Prokuratorzy napisali w nim, że oskarżeni "w nieustalonym bliżej dniu w okresie od lipca do października 2002 roku w okolicy miejscowości Łasko oraz Strzelce Krajeńskie, działając wspólnie i w porozumieniu po uprzednim pobiciu i pozbawieniu wolności ze szczególnym udręczeniem, działając ze szczególnym okrucieństwem i w wyniku motywacji zasługującej na szczególne potępienie zabili poprzez dekapitację mężczyznę o nieustalonych danych personalnych, a następnie dopuścili się aktu kanibalizmu".

- Są oskarżeni o pozbawienie człowieka wolności połączone ze szczególnym udręczeniem, zabójstwo człowieka ze szczególnym okrucieństwem i w wyniku motywacji zasługującej na szczególne potępienie oraz znieważenie i ograbienie zwłok – wylicza sędzia Wieliczuk. Jak przekazuje, obecnie tylko jeden z oskarżonych przebywa w areszcie, a pozostali mają orzeczone środki zapobiegawcze w postaci dozoru policyjnego oraz zakazu kontaktowania się ze sobą.

Koszmar nad jeziorem

Jak przekazuje nam sędzia Wieliczuk, prokuratura jest pewna, że doszło do zabójstwa, ale dotychczas nie udało się odnaleźć ciała, ani ustalić nawet personaliów ofiary. Jak piszą śledczy w akcie oskarżenia, części ciała zabitego miały zostać zatopione w jeziorze Osiek koło miejscowości Ługi (województwo lubuskie), które, zdaniem biegłego powołanego przez prokuraturę, jest na tyle muliste, że wciąż może skrywać kości.

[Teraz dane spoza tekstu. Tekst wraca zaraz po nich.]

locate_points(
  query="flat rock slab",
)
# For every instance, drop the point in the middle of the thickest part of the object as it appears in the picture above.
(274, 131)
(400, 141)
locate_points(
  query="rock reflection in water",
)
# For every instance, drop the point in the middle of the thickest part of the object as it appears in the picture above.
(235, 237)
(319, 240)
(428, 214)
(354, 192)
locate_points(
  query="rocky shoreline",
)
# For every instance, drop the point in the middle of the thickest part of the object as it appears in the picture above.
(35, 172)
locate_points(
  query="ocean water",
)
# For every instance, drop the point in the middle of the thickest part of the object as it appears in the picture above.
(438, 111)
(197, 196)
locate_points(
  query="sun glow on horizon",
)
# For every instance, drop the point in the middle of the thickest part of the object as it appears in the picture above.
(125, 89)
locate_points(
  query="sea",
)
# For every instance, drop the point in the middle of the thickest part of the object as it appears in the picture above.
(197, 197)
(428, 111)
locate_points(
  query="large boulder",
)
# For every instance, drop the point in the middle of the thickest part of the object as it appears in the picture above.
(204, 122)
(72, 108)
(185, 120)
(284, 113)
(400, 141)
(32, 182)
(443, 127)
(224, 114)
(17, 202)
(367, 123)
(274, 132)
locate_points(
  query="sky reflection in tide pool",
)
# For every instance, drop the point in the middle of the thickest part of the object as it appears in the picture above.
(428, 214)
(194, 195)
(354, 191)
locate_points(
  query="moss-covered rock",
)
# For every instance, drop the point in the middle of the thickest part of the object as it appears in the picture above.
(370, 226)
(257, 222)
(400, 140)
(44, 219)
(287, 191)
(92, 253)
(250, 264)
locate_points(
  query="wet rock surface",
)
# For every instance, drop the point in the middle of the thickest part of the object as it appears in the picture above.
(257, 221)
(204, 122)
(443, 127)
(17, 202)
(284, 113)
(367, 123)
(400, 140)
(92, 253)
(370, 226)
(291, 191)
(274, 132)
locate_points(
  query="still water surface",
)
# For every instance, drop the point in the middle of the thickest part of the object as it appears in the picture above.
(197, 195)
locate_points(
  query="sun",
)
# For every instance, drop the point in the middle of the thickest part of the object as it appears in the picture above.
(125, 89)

Oskarżonym, który od 2017 roku przebywa w areszcie, jest Robert M. To on miał być, według prokuratury, prowodyrem zabójstwa i jako jedyny miał znać ofiarę, z którą miał być skonfliktowany. M. zaprzecza, by do zabójstwa kiedykolwiek doszło. Podobnie jak dwóch innych oskarżonych.

Jedynym, który się przyznaje, jest Rafał O., ale, jak przekonuje obrona pozostałych mężczyzn, jego zeznania pozbawione są szczegółów i sprzeczne. Nie potrafił na przykład podać daty zdarzenia.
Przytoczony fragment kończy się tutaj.